Friday, July 01, 2011

Serum potassium levels after cardiac arrest

Here's a really interesting study that looked at serum potassium levels after cardiac arrest:


The mean potassium level was 3.9±0.9mmol/l and thus within the reference range of 3.5–5.0mmol/l, but the overall prevalence of hypokalaemia was high (31.0%). Moderate rather than severe hypokalaemia was typically observed..
Among those six patients with extreme hypokalaemia defined as a potassium levels below the 2.5 percentile, two adult females were identified to suffer from previously untreated body scheme disorder with furosemide abuse (potassium 1.1 and 1.4mmol/l). Another patient (potassium 2.1mmol/l) suffered from poorly controlled bulimia nervosa and acute diarrhoea due to GI infection and one (potassium 2.4mmol/l) from untreated bulimic anorexia...
Conclusions
In contrast to moderately reduced potassium which is a frequent finding in adult patients at the time of admission for non-traumatic cardiac arrest, severe hypokalaemia is uncommon. The high prevalence of patients with body dysmorphophobic eating disorders in this group underscores accidental self-induced hypokalaemia may evolve as an important differential diagnosis in cardiac arrest in young female patients.


Mild to moderate hypokalemia after cardiac arrest may be redistributional, due either to endogenous catecholamines associated with the cardiac event or to administered epinephrine and therefore may not reflect pre-arrest potassium levels. In this study severe hypokalemia was associated with eating disorders and extreme dieting.
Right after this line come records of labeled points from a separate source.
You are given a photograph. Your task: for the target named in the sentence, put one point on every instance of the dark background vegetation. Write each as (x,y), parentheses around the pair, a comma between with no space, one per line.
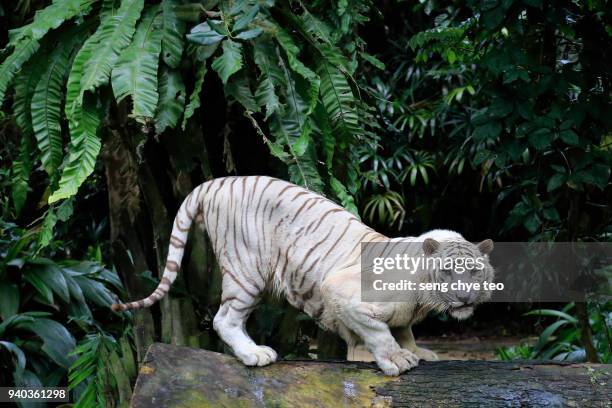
(488,117)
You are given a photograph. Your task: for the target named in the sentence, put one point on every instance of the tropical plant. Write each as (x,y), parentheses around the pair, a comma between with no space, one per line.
(560,340)
(290,68)
(49,315)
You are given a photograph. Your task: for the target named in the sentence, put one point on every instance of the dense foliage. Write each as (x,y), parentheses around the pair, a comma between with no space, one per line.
(53,314)
(490,117)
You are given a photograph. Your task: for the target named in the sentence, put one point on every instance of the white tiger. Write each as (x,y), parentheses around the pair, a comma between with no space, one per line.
(270,234)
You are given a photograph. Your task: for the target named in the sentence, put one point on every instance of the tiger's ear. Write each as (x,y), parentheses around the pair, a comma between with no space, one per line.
(486,246)
(430,246)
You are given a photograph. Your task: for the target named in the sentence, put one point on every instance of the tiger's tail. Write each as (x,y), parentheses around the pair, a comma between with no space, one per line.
(190,209)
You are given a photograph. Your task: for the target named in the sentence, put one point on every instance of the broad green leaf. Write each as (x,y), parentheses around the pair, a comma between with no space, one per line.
(94,291)
(339,102)
(266,96)
(230,61)
(556,181)
(40,285)
(249,34)
(113,35)
(45,235)
(376,63)
(569,136)
(293,129)
(292,51)
(171,100)
(46,106)
(203,34)
(73,86)
(49,18)
(25,86)
(51,275)
(246,18)
(266,59)
(18,353)
(24,50)
(553,313)
(194,98)
(21,173)
(9,300)
(546,334)
(135,74)
(346,199)
(173,33)
(58,343)
(239,89)
(83,151)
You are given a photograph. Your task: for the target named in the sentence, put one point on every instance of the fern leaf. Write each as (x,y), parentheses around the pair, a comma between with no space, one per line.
(13,63)
(73,86)
(113,35)
(230,61)
(339,101)
(194,99)
(293,129)
(173,33)
(135,74)
(49,18)
(292,51)
(24,89)
(83,152)
(46,106)
(171,100)
(25,86)
(21,173)
(271,74)
(239,89)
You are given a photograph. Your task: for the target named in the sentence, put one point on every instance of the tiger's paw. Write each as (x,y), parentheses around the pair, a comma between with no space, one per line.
(257,356)
(397,362)
(425,354)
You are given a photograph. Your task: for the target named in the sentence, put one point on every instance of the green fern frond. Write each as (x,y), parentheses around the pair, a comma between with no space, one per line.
(84,148)
(194,99)
(113,35)
(292,129)
(25,86)
(339,101)
(271,74)
(46,104)
(292,51)
(135,74)
(173,34)
(73,86)
(239,89)
(21,173)
(230,61)
(49,18)
(171,100)
(14,62)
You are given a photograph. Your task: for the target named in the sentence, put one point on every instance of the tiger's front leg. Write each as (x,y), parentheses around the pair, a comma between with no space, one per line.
(363,320)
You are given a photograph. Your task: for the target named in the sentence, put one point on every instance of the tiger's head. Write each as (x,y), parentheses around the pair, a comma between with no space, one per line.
(453,260)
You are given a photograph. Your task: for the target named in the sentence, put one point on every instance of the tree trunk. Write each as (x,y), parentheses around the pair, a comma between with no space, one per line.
(180,376)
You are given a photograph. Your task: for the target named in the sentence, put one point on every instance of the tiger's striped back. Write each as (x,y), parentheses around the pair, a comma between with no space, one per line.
(266,234)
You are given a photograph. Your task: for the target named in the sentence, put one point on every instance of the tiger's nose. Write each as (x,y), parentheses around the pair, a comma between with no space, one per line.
(463,297)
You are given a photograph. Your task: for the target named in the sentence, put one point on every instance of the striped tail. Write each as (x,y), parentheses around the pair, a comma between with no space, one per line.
(184,218)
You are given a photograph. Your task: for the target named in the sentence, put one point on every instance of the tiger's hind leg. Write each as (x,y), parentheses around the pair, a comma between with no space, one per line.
(230,323)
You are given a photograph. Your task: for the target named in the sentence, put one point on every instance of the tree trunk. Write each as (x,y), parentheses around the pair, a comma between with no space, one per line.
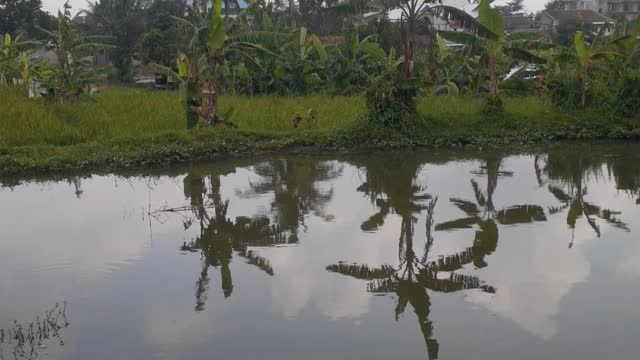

That, you may recall, is what caused Terri Schiavo's cardiac arrest:


Upon admission to the hospital, her serum potassium level was noted to be very low, at 2.0 mEq/L...
Her medical chart contained a note that "she apparently has been trying to keep her weight down with dieting by herself, drinking liquids most of the time during the day and drinking about 10–15 glasses of iced tea”...
Terri's husband, Michael, later filed and won a malpractice suit against her obstetrician, Dr. Stephen Igel, who was treating her for infertility, on the basis that he failed to diagnose bulimia as the cause of her infertility.


Postmortem examination, including a molecular autopsy, found no evidence of structural heart disease or channelopathy.